SUR QUOI,
Aux termes de l'article L 743-23, alinéa 2, du code de l'entrée et du séjour des étrangers et du droit d'asile, l'appel contre une décision rendue par le juge des libertés et de la détention dans les cas prévus aux articles L. 741-10 et L. 742-8 peut être rejeté sans convocation préalable des parties s'il apparaît qu'aucune circonstance nouvelle de fait ou de droit n'est intervenue depuis le placement en rétention administrative ou son renouvellement, ou que les éléments fournis à l'appui de la demande ne permettent manifestement pas de justifier qu'il soit mis fin à la rétention. Dans l'intérêt d'une bonne administration de la justice il y a lieu de faire application de cet article.
En l'espèce, Monsieur [A] conteste l'arrêté de placement en rétention pris à son encontre au motif qu'il n'aurait pas tenu compte de sa situation personnelle, et notamment du fait qu'il dispose de garanties de représentation.

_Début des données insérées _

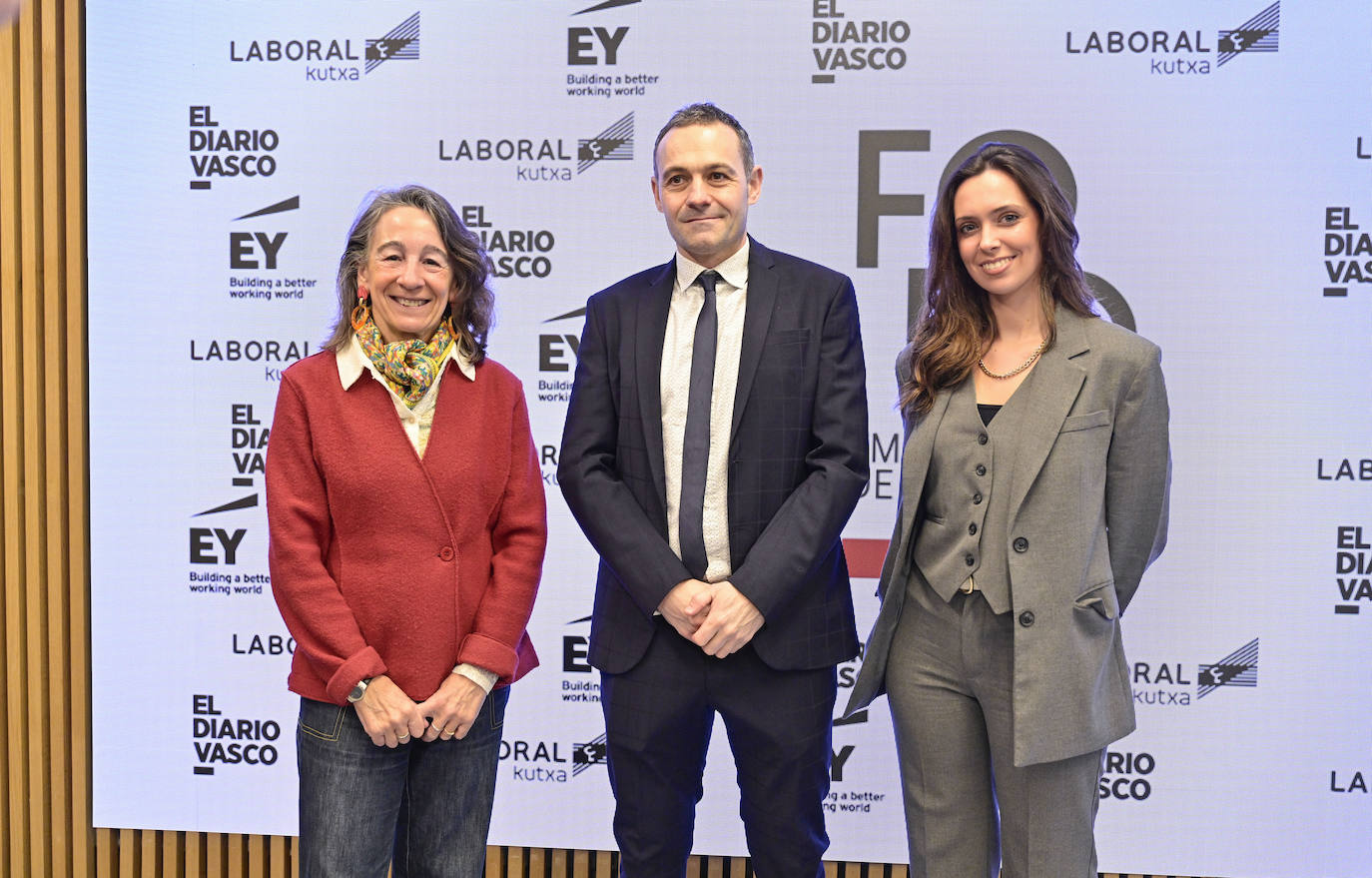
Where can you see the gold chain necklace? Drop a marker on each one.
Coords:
(1015, 372)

Or, ce faisant il ne critique en aucune manière la motivation retenue par le premier juge, ne fait pas valoir de circonstance, de fait ou de droit, nouvelle et n'apporte aucun élément permettant qu'il soit mis fin à sa rétention au sens des article L. 741-10 et L.743-23, alinéas 1 et 2, combinés. Son argumentaire consiste, en réalité, en une critique de la motivation de l'arrêté de placement en rétention, alors même que cette critique n'a pas été formée en première instance, ni a fortiori dans le délai de quatre jours, prévu par l'article L.741-10 du code de l'entrée et du séjour des étrangers et du droit d'asile, et se trouve désormais irrecevable. En effet, la cour constate qu'il s'est désisté de sa requête en contestation de l'arrêté de placement en rétention devant le premier juge qui en a pris acte.
La demande de mise en liberté, y compris sous le régime d'une assignation à résidence, vise en réalité la décision d'éloignement en manifestant le souhait de l'intéressé de rester en France. Or il résulte d'une jurisprudence constante que le juge administratif est seul compétent pour connaître de la légalité des décisions relatives au séjour et à l'éloignement, quand bien même leur illégalité serait invoquée par voie d'exception à l'occasion de la contestation, devant le juge judiciaire, de la décision de placement en rétention (1re Civ., 27 septembre 2017, pourvoi n° 17-10.207).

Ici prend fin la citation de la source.